According to 2020 data collected by InterPIG, an international group of economists, Canada’s pork sector is the third most efficient in the world, just below the U.S. and Brazil. This is because Canada’s does not need to import grain, the most significant production cost for pork farming.

And Canada’s grain industry remains resilient. Yields of wheat, canola, barley and corn have only increased over the past few years, with 2022′s corn yields alone hitting a record high.

Mr. Grier also said that Canada has efficient animal husbandry practices that lead to more pigs per litter. A switch to value-added products also plays into Canada’s smaller scale, meaning we can offer a more boutique service.

“We’re good at what we do,” said Mr. Grier. “When you get pork from Canada, you get it to your specifications. Whereas in the United States you get it to the plant’s specifications. It’s just classic big company versus small company.”
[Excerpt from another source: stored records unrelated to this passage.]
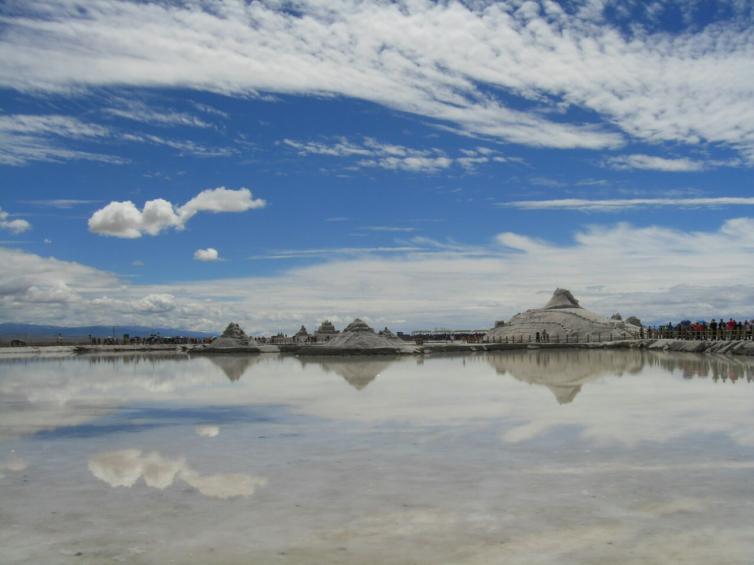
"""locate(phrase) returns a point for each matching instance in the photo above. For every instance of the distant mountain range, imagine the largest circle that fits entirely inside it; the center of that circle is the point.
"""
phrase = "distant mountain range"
(31, 330)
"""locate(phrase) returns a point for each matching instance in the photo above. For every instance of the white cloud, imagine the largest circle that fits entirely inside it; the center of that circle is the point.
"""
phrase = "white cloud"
(653, 163)
(628, 203)
(445, 61)
(125, 220)
(209, 254)
(26, 138)
(13, 226)
(652, 272)
(140, 112)
(182, 146)
(372, 153)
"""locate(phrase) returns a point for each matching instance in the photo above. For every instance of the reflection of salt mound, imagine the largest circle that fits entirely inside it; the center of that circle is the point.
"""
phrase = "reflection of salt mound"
(234, 366)
(357, 372)
(124, 467)
(565, 371)
(561, 318)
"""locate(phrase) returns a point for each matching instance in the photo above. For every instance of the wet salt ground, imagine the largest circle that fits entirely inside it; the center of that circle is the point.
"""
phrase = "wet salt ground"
(518, 457)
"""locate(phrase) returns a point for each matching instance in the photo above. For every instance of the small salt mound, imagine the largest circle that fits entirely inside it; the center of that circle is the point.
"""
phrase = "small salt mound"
(233, 338)
(562, 318)
(359, 336)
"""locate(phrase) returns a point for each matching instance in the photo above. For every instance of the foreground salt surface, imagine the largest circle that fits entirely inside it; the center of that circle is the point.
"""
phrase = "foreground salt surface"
(515, 457)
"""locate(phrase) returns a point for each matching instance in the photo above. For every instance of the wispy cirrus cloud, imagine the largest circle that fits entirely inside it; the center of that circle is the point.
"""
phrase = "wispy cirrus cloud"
(652, 272)
(180, 145)
(372, 153)
(138, 111)
(25, 138)
(13, 226)
(672, 165)
(456, 64)
(617, 204)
Mr. Gervais, sitting on the second floor of La Fernandière sausage factory, needs this strategy to pay off. After weathering two years of losses in the hundreds of millions, Olymel is hoping to invest in higher-tech facilities that will take optimization to the next level using artificial intelligence and more robotics. He’s also hoping that the drop in pork supply will increase prices.

Reflecting on the past year, he is optimistic but realistic.

“We did what we had to do,” said Mr. Gervais. “We stabilized the ship, but we have to continue to optimize.”